During pregnancy it’s important to be mindful of what you’re eating, after-all you’re eating for two! It’s very common to have concerns about what to eat and what to avoid. There are so many facts and myths about what foods are safe, harmful, or beneficial. A very popular diet right now is a low-carb (sometimes called Ketogenic) diet. Is it healthy to be on a low carb diet during pregnancy?

A common reason for folks who adhere to a low-carb diet is because it helps your body get adjusted to burning fat for energy instead of carbs, and in some cases leading to weight-loss. However, this isn’t a recommended diet when you’re pregnant. Although you’re eating for two, you don’t always need to eat more but you need to eat intentionally. You are your baby’s only source of nutrients, and you need the proper balance of proteins, vitamins, minerals, fiber, and carbohydrates.

That being said, most prenatal dieticians strongly advise against a strict no-carb diet. Without sufficient carbs, your body will produce a by-product called ketones in your bloodstream, which can put your baby’s brain health at risk. 

There are other aspects of a low carb diet that can worsen the discomforts of pregnancy. For example, low carb diets tend to have low levels of dietary fiber, which exacerbate constipation that many pregnant moms suffer because of the required iron supplements. Many prenatal dietitians recommend eating plenty of fruit because of its rich vitamin content. Most fruits are generally high in carbs, another reason to avoid a low-carb diet.

Doctors recommend a modified low carb diet if you are overweight or obese, suffer from gestational diabetes or have low blood sugar. All three conditions have been proven to have adverse effects on the baby (including prematurity, birth defects, and early rupture of the membranes) so losing weight or controlling intake may actually be beneficial in this case. However, if you have any of the conditions listed, it’s best to go over a nutrition plan with your doctor.
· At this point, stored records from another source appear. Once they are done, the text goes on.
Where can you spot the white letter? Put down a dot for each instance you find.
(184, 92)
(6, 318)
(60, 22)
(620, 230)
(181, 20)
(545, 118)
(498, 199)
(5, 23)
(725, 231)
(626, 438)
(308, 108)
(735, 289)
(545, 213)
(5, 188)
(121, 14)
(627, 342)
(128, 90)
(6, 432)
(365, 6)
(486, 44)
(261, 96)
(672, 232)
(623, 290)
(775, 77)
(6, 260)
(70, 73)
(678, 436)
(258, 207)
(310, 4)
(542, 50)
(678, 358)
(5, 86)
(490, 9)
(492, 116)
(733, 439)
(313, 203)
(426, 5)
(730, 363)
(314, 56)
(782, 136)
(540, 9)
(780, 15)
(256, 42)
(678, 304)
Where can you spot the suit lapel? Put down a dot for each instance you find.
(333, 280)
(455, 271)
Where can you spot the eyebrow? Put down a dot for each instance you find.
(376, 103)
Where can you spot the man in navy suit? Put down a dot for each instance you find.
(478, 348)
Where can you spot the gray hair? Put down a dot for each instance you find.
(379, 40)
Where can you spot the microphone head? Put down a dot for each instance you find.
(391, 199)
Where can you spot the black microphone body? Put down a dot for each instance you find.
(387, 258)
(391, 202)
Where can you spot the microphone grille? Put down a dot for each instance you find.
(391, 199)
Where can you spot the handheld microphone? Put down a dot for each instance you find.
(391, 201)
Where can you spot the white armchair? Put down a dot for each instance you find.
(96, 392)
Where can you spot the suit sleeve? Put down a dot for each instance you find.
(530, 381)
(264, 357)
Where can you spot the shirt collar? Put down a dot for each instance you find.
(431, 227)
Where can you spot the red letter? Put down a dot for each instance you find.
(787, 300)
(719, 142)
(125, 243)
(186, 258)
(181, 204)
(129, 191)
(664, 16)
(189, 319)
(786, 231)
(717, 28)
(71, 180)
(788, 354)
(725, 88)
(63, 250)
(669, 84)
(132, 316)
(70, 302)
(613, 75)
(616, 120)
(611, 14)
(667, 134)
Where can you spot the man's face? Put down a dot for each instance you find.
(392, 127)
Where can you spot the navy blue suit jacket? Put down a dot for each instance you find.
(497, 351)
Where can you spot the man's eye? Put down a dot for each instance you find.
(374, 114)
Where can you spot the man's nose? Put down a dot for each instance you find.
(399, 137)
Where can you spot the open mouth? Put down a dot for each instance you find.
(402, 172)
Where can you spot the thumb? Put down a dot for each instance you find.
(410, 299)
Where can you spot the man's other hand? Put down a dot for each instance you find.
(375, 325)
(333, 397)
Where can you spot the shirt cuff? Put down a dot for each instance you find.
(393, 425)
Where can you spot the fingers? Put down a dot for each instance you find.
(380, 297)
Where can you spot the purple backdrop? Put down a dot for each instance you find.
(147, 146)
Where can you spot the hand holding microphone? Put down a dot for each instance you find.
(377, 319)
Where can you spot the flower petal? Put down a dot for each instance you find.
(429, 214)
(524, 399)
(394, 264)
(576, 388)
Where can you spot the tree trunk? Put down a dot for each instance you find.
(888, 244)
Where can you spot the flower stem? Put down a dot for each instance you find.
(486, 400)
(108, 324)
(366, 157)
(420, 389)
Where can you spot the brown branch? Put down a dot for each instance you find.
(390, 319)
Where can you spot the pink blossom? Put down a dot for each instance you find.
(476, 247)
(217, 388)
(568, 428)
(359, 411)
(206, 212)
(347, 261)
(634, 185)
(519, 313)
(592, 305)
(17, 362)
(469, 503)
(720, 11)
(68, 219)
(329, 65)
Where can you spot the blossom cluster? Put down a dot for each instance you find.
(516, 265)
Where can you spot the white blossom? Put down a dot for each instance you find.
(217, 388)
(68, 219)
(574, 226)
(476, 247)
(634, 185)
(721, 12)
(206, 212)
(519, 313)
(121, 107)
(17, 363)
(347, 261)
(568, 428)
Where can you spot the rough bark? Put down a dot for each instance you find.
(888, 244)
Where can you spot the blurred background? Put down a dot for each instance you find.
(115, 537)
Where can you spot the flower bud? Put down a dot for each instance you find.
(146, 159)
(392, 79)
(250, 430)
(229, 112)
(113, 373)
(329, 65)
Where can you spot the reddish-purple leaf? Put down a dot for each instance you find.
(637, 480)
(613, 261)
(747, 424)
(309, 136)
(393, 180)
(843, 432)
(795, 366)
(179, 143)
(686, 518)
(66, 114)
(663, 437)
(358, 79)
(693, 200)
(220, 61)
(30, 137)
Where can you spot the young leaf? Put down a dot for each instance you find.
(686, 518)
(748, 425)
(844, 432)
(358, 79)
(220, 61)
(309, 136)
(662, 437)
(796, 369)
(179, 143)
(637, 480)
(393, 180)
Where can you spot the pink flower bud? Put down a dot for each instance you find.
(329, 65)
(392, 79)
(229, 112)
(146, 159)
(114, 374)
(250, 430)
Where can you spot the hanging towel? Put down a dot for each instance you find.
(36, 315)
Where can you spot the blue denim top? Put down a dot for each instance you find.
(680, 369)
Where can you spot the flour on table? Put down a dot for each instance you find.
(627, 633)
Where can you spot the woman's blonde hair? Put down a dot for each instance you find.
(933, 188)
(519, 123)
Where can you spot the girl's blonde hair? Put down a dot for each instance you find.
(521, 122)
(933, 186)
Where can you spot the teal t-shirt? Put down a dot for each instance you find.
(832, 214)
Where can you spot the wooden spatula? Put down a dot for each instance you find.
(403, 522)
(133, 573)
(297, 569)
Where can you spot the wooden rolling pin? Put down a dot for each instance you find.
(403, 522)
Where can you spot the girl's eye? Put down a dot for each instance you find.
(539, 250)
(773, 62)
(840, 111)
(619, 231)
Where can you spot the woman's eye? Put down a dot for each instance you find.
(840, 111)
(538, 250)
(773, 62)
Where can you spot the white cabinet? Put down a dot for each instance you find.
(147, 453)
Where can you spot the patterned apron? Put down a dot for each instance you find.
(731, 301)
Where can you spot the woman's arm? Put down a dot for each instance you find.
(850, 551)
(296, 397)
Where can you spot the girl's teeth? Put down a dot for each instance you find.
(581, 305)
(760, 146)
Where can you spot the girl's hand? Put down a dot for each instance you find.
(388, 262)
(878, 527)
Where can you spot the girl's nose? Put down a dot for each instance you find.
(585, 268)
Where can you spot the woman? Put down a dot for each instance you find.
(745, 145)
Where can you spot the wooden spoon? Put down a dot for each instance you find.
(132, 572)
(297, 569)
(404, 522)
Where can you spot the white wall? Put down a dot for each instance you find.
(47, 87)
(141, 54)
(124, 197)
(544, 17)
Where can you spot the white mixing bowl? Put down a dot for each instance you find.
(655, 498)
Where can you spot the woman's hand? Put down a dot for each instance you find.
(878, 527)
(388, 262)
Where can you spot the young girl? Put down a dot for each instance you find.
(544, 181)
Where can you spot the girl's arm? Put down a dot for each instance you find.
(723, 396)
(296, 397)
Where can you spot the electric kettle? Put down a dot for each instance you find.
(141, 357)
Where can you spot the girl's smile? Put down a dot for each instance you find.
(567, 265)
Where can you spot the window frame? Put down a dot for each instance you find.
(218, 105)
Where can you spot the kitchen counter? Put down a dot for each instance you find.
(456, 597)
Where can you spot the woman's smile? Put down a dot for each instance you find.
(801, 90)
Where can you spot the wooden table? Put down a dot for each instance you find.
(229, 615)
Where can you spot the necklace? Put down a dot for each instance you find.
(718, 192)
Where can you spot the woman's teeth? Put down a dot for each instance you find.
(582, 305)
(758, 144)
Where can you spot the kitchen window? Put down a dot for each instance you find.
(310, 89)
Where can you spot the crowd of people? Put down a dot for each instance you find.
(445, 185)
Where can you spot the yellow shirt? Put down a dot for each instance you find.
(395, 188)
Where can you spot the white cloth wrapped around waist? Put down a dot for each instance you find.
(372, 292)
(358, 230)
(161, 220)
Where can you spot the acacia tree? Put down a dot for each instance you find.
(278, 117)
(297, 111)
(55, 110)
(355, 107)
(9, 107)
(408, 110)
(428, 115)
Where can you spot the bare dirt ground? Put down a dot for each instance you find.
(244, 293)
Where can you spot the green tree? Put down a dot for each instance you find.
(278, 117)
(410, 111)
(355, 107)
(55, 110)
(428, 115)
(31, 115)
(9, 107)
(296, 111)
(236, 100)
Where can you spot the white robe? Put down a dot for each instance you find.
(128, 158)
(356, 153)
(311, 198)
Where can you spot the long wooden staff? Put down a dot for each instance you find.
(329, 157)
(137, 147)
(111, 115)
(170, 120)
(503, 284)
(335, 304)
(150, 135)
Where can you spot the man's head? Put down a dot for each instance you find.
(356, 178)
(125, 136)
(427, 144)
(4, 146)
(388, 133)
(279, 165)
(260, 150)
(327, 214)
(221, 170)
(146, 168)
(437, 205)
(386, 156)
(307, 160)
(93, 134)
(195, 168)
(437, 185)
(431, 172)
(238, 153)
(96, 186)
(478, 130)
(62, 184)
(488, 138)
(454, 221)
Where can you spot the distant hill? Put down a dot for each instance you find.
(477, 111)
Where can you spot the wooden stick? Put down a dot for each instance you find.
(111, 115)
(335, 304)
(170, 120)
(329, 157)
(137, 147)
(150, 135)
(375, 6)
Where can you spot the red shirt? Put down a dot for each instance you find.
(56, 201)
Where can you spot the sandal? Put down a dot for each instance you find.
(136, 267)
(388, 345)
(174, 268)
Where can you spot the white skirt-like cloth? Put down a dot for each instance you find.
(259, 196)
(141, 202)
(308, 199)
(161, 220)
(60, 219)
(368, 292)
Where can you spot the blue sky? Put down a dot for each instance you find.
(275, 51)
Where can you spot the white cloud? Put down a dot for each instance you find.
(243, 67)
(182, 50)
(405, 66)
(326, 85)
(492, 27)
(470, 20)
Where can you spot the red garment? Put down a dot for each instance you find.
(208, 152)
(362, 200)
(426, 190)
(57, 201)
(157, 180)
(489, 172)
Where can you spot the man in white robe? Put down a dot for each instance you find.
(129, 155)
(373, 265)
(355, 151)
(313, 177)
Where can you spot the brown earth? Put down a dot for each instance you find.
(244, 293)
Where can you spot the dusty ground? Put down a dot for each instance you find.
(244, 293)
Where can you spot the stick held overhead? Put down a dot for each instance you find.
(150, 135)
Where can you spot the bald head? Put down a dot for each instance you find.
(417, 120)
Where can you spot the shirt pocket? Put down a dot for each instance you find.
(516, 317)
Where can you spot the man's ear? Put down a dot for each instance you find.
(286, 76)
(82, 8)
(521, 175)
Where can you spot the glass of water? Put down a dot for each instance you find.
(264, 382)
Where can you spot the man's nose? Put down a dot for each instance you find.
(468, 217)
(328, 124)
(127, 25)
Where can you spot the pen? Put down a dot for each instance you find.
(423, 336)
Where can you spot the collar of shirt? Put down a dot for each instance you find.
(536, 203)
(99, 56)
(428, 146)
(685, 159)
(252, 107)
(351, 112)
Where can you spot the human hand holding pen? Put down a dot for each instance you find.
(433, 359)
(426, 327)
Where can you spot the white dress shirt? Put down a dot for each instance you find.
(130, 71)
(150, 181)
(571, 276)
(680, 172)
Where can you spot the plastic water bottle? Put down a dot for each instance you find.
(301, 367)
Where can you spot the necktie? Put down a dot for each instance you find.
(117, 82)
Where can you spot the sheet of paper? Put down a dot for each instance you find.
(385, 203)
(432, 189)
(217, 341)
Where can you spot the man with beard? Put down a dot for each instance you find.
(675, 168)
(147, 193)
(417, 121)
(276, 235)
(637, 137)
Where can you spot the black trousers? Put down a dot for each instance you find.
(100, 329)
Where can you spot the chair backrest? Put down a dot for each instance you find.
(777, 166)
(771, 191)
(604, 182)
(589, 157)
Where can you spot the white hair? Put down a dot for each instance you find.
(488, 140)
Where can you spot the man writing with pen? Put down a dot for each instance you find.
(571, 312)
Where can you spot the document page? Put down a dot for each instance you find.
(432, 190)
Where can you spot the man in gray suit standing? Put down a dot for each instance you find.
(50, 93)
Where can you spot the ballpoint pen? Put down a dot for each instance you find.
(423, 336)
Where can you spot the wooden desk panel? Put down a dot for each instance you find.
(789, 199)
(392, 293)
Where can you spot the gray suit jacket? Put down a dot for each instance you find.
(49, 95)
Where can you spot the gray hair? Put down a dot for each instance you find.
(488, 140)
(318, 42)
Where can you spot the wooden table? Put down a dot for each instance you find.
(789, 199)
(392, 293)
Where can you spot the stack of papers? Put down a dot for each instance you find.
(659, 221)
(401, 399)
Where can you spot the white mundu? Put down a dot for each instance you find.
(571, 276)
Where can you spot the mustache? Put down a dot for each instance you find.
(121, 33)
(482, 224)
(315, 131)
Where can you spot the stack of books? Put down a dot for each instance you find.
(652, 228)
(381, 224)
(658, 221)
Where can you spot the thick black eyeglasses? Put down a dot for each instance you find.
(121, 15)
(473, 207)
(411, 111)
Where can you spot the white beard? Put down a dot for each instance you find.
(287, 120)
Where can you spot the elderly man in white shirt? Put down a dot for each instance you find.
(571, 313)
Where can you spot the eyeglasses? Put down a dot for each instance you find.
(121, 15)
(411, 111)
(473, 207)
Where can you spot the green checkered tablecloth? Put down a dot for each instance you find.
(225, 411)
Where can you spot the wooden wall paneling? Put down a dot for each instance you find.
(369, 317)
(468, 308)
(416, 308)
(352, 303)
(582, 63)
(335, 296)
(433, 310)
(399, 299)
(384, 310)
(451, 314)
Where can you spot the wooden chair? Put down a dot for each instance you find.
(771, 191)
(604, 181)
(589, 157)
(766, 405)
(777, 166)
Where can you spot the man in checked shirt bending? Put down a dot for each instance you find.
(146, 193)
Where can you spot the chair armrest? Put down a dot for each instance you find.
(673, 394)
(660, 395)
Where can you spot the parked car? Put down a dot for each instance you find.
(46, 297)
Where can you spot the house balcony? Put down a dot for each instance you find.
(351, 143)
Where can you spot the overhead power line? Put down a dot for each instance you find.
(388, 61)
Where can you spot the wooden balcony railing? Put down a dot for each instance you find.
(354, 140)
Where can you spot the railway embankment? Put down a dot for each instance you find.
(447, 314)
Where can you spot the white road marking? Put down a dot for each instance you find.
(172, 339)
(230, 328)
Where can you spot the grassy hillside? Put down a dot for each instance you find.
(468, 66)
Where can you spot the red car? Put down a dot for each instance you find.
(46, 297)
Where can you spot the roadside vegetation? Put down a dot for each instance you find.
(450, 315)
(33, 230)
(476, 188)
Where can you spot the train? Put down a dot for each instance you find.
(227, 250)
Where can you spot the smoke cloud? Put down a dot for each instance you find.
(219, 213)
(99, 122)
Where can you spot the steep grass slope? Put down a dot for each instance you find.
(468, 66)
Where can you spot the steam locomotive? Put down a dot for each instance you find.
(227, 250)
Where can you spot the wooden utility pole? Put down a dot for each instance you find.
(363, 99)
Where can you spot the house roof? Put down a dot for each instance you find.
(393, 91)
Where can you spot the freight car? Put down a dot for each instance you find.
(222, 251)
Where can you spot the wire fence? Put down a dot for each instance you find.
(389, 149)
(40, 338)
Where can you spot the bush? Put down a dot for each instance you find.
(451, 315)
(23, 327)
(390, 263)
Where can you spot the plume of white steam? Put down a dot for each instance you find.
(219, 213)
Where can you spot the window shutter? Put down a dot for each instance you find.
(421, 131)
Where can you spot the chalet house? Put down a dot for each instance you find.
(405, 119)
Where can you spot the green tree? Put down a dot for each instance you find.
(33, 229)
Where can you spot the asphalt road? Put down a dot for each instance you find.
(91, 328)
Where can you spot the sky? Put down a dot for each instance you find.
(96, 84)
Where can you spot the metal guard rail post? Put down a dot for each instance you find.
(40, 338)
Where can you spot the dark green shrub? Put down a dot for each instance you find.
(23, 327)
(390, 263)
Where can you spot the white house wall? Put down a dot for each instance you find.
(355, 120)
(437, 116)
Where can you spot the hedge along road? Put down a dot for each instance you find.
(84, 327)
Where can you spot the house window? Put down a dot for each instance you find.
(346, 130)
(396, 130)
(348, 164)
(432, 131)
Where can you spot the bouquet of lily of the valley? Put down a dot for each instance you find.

If you are not allowed to go low-carb, but still need to control your weight, there are some options open to you. First of all, eat small but frequent meals. If you want a snack, instead of junk food or processed meats, substitute for salads, fruits, nuts, or crackers. Choose lean cuts of meat, and minimize salt and rich sauces during cooking. While you do need carbohydrates, take in moderation.

The most important thing to remember is that before you go on any diet during pregnancy consult your doctor and/or nutritionist. Your doctor can properly determine the best course of action given your particular medical history and the condition of your baby. Do not go on any weight management program without the advice and the approval of your doctor. Whether its low carb, Ketogenic, Mediterranean, or any other diet, understand that there is a proven link between prenatal nutrition and the baby’s health.